The move comes three weeks after national elections, which were narrowly won by the SPD and saw Angela Merkel’s ruling Christian Democratic Union slump to the worst result in its history.

If the talks go according to the parties’ plan, Olaf Scholz, Germany’s finance minister and Social Democrat candidate for chancellor, will succeed Merkel, who is stepping down after 16 years as Germany’s leader.

Christian Lindner, FDP leader, said a joint meeting of the party’s parliamentary caucus and its national executive on Monday had voted unanimously to start talks with the SPD and Greens.

“Germany needs a stable government, Germany can’t be leaderless,” he said. “Germany needs a sweeping modernisation of its society, economy and state.”

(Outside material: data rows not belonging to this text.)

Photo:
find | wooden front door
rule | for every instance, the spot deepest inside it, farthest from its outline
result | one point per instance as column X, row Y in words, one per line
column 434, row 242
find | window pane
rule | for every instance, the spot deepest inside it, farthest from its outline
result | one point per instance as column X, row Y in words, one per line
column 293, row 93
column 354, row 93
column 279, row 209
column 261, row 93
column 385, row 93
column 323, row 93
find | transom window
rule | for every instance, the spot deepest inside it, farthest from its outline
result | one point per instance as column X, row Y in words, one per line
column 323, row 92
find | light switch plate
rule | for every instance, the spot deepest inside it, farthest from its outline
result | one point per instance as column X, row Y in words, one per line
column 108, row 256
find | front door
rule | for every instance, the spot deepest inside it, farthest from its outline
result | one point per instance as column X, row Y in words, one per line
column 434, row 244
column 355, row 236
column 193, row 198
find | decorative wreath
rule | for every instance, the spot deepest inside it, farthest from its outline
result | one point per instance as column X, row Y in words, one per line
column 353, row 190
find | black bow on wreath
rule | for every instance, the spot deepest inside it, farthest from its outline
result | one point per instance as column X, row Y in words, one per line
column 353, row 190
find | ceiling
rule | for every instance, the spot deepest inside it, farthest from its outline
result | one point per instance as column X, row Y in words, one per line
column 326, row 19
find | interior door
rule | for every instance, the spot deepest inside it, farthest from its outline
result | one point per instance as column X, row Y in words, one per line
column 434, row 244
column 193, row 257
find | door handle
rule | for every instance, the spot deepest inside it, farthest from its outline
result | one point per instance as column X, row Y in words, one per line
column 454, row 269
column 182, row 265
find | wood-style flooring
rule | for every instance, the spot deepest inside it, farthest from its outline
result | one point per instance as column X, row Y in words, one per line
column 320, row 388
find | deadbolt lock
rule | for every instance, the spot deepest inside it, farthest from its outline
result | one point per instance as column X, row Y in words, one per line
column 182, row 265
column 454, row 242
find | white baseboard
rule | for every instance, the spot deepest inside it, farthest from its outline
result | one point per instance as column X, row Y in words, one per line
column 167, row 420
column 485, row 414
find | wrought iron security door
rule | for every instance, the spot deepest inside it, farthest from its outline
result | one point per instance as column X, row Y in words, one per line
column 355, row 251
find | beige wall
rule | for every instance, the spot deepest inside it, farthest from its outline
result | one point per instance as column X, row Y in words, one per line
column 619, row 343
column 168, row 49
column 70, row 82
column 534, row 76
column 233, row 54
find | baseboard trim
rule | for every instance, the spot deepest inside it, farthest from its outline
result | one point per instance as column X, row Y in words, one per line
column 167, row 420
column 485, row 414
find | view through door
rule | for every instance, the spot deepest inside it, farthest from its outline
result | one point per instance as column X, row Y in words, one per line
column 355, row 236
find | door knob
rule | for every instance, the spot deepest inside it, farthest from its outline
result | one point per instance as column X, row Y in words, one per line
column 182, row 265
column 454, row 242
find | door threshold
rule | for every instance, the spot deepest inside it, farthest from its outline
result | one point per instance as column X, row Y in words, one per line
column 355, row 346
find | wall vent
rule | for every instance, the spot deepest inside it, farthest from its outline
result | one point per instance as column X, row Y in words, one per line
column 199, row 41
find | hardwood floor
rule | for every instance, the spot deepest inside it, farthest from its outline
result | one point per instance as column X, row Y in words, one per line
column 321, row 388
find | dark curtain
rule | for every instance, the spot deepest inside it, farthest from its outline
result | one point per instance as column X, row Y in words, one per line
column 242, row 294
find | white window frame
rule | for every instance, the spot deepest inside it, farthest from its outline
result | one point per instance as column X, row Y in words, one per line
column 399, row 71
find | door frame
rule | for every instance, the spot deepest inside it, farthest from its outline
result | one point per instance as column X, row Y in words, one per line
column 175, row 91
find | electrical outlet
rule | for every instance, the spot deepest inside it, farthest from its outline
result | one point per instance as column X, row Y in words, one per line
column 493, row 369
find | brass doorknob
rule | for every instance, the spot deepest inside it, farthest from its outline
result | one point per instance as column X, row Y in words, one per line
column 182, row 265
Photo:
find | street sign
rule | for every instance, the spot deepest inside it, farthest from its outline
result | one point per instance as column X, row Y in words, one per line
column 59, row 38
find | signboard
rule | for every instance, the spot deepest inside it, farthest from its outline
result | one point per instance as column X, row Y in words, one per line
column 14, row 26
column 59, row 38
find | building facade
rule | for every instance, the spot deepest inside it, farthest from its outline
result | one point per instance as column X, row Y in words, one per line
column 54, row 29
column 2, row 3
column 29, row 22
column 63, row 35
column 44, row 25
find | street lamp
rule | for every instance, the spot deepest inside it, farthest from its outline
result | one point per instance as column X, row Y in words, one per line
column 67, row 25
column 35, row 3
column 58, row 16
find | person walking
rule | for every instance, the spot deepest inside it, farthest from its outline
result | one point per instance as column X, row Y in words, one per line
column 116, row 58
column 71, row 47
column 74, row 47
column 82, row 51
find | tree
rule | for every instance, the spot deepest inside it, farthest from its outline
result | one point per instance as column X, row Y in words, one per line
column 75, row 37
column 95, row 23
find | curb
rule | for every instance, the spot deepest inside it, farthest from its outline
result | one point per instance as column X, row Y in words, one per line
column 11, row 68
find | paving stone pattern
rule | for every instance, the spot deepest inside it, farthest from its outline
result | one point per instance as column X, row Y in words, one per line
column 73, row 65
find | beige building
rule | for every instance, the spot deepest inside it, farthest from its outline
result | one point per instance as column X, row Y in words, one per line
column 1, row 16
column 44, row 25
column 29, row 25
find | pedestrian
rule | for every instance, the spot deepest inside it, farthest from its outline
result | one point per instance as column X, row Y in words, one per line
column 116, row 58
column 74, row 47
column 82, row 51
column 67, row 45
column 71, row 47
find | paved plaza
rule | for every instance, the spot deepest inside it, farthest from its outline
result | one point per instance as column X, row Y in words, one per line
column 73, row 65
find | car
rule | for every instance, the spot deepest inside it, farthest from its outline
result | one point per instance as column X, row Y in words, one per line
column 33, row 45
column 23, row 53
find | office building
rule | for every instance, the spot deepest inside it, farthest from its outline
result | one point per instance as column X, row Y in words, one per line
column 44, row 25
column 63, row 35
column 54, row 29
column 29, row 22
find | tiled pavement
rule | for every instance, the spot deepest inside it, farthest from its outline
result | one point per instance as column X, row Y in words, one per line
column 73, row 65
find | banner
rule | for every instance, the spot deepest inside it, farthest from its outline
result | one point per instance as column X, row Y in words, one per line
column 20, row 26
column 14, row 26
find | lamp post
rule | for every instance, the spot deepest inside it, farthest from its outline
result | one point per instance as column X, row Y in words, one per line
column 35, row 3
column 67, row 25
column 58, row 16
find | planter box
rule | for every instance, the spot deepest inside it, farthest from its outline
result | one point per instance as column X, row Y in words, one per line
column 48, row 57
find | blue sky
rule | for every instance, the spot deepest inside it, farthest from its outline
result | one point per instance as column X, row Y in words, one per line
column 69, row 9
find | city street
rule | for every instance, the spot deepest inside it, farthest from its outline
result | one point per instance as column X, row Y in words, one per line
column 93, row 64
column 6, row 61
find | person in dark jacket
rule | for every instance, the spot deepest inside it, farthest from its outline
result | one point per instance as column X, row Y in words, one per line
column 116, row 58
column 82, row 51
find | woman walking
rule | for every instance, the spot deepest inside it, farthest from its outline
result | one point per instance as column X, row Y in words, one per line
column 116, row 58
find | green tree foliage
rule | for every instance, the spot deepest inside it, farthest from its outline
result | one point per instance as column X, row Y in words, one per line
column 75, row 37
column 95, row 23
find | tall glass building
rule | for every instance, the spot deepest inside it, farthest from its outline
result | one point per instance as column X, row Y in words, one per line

The so-called traffic light coalition — named after the three parties’ traditional colours — will be the first such combination in Germany’s postwar history. It could prove awkward — the FDP and Greens, in particular, disagree strongly over fiscal policy, the role of the state and how to tackle climate change.

However, the three overcame some of those differences over eight days of exploratory talks after the election. These resulted in a 12-page paper published last Friday summing up policies they could all agree on, that will now form the basis of formal coalition negotiations.

The paper reflected some of the key demands of each party. The SPD won a commitment to raising Germany’s minimum wage, the Greens a suite of environmental measures to fight climate change, including a much earlier phaseout of coal power than is currently envisaged. The FDP was able to fend off all attempts by the other two to raise taxes or soften Germany’s strict rules on new borrowing.

Lindner said it was “no surprise that there are still big policy differences” between the FDP, Greens and SPD. At the outset, he said, it was a “marriage of convenience”: “it’s up to all the participants to see if something can come of it”.

He said the three would all have to exhibit “a great deal of tolerance” and “be prepared for new thinking”. Then there was a real chance that a new, reform-minded government could be created that would make Germany “freer, more sustainable, more digital, more modern and more competitive”.

The FDP, which was last in government in Merkel’s second cabinet between 2009 and 2013, was the last of the three partners to give the green light to coalition talks. The SPD did so on Friday and the Greens on Sunday.